Hasard du calendrier encore, ce scrutin du 11 octobre devait coïncider avec celui du Burkina Faso, jusqu’à ce que la récente et tragique aventure du général Dienderé et de ses hommes du Régiment de la sécurité présidentielle bouleverse l’agenda burkinabé, rappelant avec force combien l’impunité est cause d’instabilité et combien l’amnistie n’est plus acceptable, au pays des Hommes intègres comme ailleurs en Afrique.
Hasard du calendrier enfin, cette élection qui devra confirmer que la Guinée est résolument engagée sur la voie de la démocratie et de l’État de droit, intervient alors que le dossier judiciaire visant les responsables des crimes du 28 septembre semble toucher au but, après l’inculpation de l’ancien capitaine Moussa Dadis Camara et les progrès importants réalisés au cours des derniers mois.
Les victimes de ce massacre ont craint pendant un temps que ces crimes demeurent impunis et s’ajoutent ainsi à la longue liste des violations des droits humains commises en Guinée restées sans suite, à la faveur d’arrangements politiques ou d’une justice longtemps aux ordres. Désormais, les 400 personnes que représentent devant la justice la FIDH et l’Organisation guinéenne de défense des droits de l’Homme (OGDH) aux côtés de l’Association des victimes du 28 septembre (AVIPA), attendent de pied ferme un procès qui aura valeur d’exemple pour la lutte contre l’impunité sur le continent.

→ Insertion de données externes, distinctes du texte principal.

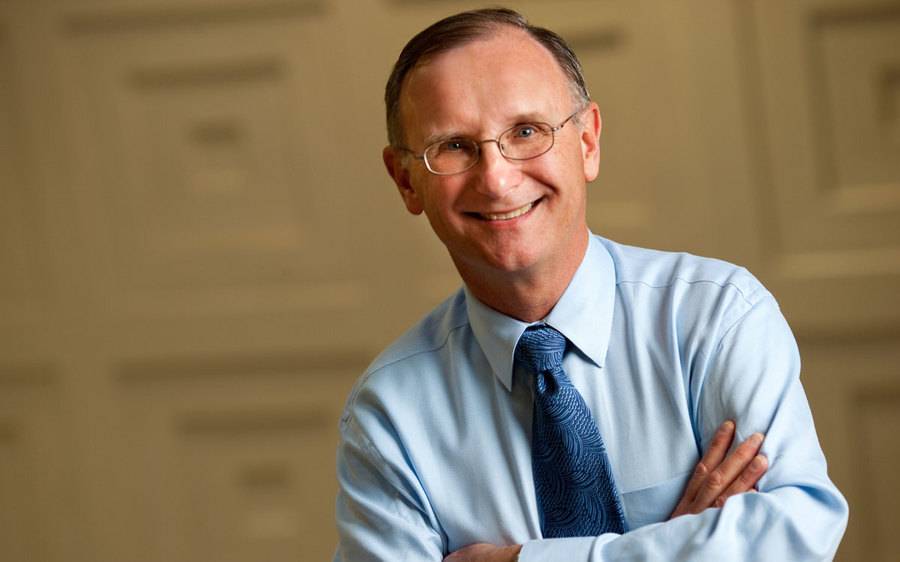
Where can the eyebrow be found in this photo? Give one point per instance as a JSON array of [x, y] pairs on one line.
[[531, 117]]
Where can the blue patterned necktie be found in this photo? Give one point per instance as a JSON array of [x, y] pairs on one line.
[[576, 494]]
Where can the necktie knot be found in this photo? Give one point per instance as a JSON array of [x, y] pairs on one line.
[[541, 349]]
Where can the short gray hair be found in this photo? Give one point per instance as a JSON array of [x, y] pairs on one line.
[[460, 29]]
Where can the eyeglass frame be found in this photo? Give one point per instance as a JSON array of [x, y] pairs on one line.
[[478, 144]]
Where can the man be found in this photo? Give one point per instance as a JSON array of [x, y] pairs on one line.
[[468, 438]]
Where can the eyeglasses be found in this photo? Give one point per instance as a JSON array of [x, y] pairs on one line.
[[521, 142]]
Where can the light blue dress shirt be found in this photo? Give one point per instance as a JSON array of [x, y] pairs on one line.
[[435, 450]]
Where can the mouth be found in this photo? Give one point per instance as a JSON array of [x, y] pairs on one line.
[[507, 215]]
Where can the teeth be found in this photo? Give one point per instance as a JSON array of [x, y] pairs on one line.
[[510, 215]]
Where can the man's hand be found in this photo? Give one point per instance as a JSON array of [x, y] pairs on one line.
[[484, 552], [717, 477]]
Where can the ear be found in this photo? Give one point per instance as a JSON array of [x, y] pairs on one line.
[[394, 161], [590, 141]]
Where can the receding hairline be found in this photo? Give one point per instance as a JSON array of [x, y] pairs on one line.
[[487, 31]]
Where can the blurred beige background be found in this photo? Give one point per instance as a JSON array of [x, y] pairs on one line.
[[200, 251]]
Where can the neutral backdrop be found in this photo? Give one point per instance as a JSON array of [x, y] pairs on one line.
[[200, 250]]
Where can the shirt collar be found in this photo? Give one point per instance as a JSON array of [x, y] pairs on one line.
[[583, 314]]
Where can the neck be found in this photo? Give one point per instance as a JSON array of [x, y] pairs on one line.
[[527, 295]]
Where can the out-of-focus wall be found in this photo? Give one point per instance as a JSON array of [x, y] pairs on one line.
[[200, 251]]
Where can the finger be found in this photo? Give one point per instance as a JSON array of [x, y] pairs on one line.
[[718, 447], [722, 477], [746, 481]]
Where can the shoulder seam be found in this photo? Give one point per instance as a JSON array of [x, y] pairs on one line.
[[745, 296], [368, 373]]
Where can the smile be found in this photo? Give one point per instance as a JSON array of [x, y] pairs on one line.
[[509, 214]]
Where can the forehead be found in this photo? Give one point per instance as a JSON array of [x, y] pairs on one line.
[[482, 85]]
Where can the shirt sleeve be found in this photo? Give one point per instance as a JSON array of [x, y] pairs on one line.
[[382, 512], [751, 376]]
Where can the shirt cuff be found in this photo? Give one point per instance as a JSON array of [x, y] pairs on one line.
[[574, 549]]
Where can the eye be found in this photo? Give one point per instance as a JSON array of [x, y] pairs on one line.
[[524, 131], [453, 146]]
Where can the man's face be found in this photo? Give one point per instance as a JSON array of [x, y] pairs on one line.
[[501, 216]]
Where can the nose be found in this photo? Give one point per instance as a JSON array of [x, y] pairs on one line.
[[497, 176]]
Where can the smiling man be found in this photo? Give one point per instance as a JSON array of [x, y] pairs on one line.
[[557, 407]]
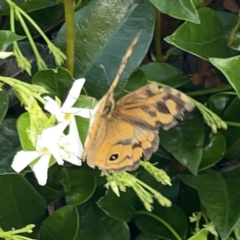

Détermination de la société civile
Le rôle de la société civile aura été déterminant, tant dans la procédure judiciaire que pour lever les pesanteurs politiques qui se sont parfois présentées. Cela vaut aujourd’hui à Asmaou Diallo, présidente de l’AVIPA, d’être nommée pour le prestigieux prix Martin Ennals, qui sera attribué à Genève le 6 octobre et qui récompenserait à juste titre l’inlassable travail d’accompagnement et de soutien aux victimes fourni par l’AVIPA depuis 6 ans.
La volonté politique a, elle aussi, été centrale. Longtemps ralentie par le manque de soutien aux magistrats instructeurs, la procédure s’est accélérée avec l’arrivée d’un ministre de la justice, Cheick Sako, qui a fait de ce dossier l’un de ses principaux engagements.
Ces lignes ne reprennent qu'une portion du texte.